NSF Award Abstract:
The ocean has absorbed about a third of the fossil fuel carbon dioxide (CO2) that humans have emitted, slowing the accumulation of CO2 and its associated trapping of thermal energy in the atmosphere. The research aims to improve our understanding of how this ocean uptake of CO2 will change when ocean circulation responds to continuing changes in climate. Researchers will use observations of the isotopic ratio of carbon (13C/12C) of seawater and atmospheric samples, as a high signal/noise method to determine air-sea transfer rates and storage in the ocean interior of fossil-fuel CO2. Also, a state-of the art ocean C-cycling model will be used to validate the model's air-sea exchange rates and upper ocean storage of fossil-fuel CO2. The additional information provided by 13CO2 will establish important benchmarks on ocean-atmosphere and biosphere-atmosphere C exchanges in models used for forecasting future changes in climate. Results would be incorporated into an outreach program through the University of Washington's Program on Climate Change to educate the public on the impact of human activity and climate on the ocean, atmosphere, and earth. One postdoc would be supported and trained as part of this project.
To better understand the processes that control the evolution of the anthropogenic carbon dioxide (CO2) signal in the ocean, we will utilize two characteristics of dissolved inorganic 13Carbon (DIC13) that distinguish it from DIC. First, the 10x longer air-sea equilibration time for DIC13 yields a well-constrained air-sea 13CO2 flux in all basins that is resolvable on decadal time scales. Second, the anthropogenic DIC13 accumulation in the ocean is quantifiable to better signal to noise than anthropogenic DIC itself.
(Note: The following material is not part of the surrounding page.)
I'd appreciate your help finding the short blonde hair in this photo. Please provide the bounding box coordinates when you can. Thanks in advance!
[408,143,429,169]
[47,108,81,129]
The availability of ocean del13C and DIC data from WOCE, CLIVAR and GO-SHIP provide the opportunity to quantify, based on observations alone, the evolution and transports of the anthropogenic DIC and DIC13 signal on regional and global scales in the ocean. Implementation of the anthropogenic DIC and DIC13 perturbations into an ocean model, driven by interannually varying winds, will yield simulations of the DIC and DIC13 evolution that we will compare to observations, helping to identify likely processes causing interdecadal shifts in the rate of this evolution. The combination of observations and model analysis tracking the decadal DIC13 and DIC perturbations are designed to improve our insight into the ocean's important role in modulating climate by taking up and storing anthropogenic CO2.
This award reflects NSF's statutory mission and has been deemed worthy of support through evaluation using the Foundation's intellectual merit and broader impacts review criteria.
Principal Investigator: Rolf Sonnerup
University of Washington (UW)
Co-Principal Investigator: Paul Quay
University of Washington (UW)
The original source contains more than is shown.